President Edgar Lungu said this was a purely economic decision.

“We have to get back to work, including in the tourism sector. I am therefore announcing the immediate re-opening of all international airports,” he said at the time.

Then last Friday, President Lungu ordered a full re-opening of schools, colleges and universities after partial reopening for examination classes in July.

“I announce the re-opening of all schools, colleges and universities with caution between September 14 and 18 subject to adherence to public health guidelines. Since the re-opening of schools for examination classes. I have observed and confirmed that there have been an insignificant number of pupils who have contracted COVID-19,” he said.
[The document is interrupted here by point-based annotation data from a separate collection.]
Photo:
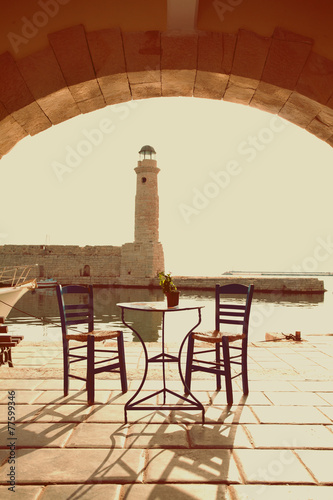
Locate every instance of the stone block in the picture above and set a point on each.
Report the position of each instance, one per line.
(322, 124)
(178, 63)
(210, 81)
(14, 93)
(286, 58)
(210, 52)
(240, 89)
(106, 49)
(17, 98)
(229, 45)
(300, 110)
(146, 90)
(316, 79)
(46, 83)
(11, 131)
(250, 55)
(269, 98)
(143, 56)
(72, 52)
(210, 85)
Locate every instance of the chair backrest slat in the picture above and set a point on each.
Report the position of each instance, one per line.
(230, 312)
(75, 306)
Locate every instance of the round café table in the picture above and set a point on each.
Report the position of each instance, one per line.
(190, 401)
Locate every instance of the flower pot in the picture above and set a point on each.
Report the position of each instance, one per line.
(172, 299)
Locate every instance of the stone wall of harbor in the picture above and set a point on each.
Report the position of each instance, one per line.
(106, 265)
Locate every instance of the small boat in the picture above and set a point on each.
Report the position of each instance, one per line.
(14, 284)
(47, 283)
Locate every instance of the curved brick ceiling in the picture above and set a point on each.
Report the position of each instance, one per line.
(81, 70)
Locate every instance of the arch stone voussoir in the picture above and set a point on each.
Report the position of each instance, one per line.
(106, 49)
(178, 63)
(72, 52)
(46, 83)
(84, 71)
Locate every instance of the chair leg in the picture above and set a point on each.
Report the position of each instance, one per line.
(9, 357)
(121, 354)
(66, 367)
(245, 379)
(227, 371)
(218, 361)
(91, 369)
(189, 361)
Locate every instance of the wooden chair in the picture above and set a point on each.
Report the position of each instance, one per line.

Following the outbreak of the virus in March, Zambia shut down all entertainment activities, nightclubs and bars. These have now been reopened from Friday to Sunday.




Harare ordered a total lockdown in March, which initially saw only essential service providers going to work.

Subsequent reviews allowed increasingly more social and economic activity.

As of September 16, the country had 7,598 cases and 224 deaths.

But the economic fallout has ratcheted pressure to reopening the economy.

In the past week, government has allowed schools to reopen, and air travel in and out of the country had been given the green light. Air Zimbabwe resumes domestic flights on September 23 while service for regional routes returns on October 3.

Cabinet has approved businesses to operate from 6:30am to 6:30pm

In addition, the Zimbabwe Electoral Commission has lifted the suspension of political activities.